FREN

Garoo


8 nov. 2009

Wikipedia: Noah Webster

As a spelling reformer, Webster believed that English spelling rules were unnecessarily complex, so his dictionary introduced American English spellings, replacing “colour” with “color”, substituting “wagon” for “waggon”, and printing “center” instead of “centre”. He also added American words, like “skunk” and “squash”, that did not appear in British dictionaries. At the age of seventy, Webster published his dictionary in 1828.

You wouldn’t imagine that American spelling, easily considered by some as a devolution of the language at the hands of those degenerates living across the pond, was in fact the consequence of an active intervention by a Yale alum who wanted to reform spelling, and just happened to be in a position to promote his agenda through a brand-new dictionary (and go broke in the process).
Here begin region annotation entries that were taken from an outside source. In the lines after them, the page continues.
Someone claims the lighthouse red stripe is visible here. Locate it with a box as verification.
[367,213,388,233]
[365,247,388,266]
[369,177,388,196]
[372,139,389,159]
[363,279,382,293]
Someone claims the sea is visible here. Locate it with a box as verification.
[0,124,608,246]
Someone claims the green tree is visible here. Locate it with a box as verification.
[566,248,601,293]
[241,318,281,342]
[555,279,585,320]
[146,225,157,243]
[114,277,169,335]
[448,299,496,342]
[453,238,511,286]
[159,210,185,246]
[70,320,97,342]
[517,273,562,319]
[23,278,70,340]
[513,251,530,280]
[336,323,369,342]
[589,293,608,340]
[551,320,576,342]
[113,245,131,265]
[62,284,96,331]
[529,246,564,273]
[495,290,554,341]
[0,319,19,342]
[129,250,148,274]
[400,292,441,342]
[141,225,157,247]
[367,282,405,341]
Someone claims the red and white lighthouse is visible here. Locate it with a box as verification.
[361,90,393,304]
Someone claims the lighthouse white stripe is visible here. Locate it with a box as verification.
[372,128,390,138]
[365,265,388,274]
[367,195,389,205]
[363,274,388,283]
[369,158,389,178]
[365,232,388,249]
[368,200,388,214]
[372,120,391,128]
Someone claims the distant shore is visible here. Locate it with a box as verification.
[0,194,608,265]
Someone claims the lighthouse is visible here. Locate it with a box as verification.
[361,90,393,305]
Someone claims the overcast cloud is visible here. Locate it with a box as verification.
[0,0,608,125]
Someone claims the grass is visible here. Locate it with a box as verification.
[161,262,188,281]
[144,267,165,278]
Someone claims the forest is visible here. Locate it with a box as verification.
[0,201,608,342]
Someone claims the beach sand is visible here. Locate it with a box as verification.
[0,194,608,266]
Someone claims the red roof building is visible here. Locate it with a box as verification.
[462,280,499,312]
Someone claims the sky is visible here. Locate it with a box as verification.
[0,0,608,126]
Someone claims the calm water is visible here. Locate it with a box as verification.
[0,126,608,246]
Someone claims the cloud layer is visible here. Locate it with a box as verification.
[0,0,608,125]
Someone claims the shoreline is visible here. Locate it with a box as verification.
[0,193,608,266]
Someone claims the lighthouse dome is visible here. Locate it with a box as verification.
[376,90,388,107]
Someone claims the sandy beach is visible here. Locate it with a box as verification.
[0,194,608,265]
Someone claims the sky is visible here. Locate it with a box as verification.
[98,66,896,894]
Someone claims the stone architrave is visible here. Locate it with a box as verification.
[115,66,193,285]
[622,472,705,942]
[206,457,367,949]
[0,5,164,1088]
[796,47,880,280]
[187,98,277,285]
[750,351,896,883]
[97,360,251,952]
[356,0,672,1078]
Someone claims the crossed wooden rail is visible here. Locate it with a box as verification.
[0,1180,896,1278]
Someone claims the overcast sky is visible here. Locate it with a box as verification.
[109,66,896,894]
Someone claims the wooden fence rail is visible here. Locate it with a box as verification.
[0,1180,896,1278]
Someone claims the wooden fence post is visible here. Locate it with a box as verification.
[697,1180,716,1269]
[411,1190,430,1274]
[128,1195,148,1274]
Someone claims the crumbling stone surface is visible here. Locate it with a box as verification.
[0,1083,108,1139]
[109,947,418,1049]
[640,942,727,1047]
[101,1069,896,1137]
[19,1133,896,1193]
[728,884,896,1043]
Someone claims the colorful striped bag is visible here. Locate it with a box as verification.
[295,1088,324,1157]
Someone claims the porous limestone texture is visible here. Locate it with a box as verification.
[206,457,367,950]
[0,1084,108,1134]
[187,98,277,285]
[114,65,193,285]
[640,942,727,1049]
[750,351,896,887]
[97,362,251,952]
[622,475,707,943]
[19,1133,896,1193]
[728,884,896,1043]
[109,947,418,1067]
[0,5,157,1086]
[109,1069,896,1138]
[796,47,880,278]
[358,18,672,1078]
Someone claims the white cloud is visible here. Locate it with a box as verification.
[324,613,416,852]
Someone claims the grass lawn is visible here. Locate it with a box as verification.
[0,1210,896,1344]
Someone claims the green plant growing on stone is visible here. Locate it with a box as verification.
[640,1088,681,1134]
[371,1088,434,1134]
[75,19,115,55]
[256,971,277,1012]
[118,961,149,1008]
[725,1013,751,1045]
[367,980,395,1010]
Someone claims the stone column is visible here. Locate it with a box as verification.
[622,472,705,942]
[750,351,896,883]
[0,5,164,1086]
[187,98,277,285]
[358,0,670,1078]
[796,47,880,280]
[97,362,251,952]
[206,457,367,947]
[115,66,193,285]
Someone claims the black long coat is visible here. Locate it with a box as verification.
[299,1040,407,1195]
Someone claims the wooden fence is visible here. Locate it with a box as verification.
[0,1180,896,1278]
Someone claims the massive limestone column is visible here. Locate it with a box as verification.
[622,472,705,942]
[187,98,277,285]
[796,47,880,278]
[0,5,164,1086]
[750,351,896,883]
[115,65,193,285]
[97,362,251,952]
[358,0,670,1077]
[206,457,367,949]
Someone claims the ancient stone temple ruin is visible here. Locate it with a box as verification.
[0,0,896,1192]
Makes you think twice about those anecdotal efforts or petitions to simplify the French language in a similar vein. Just because we’re old and familiar with the rules we were taught doesn’t really make it so much better than an engineered, streamlined alternative.

 

Also interesting, “American and British English spelling differences,” especially for people whose native language isn’t English — since I learned most from reading text rather than memorizing vocabulary lists, and that text came indiscriminately from British and American sources, I don’t always know what’s a misspelling and what’s just a transatlantic variant. There’s a lot more to it than just dropping the “u” in “–our.”

For instance: “anymore,” “judgement,” or the fact that a “ton” doesn’t weigh the same in the UK as in the US, and it isn’t quite a thousand kilograms in either. And I also found out that American authors use double quotes where British writers use single quotes — which usage had surprised me in a book I read recently.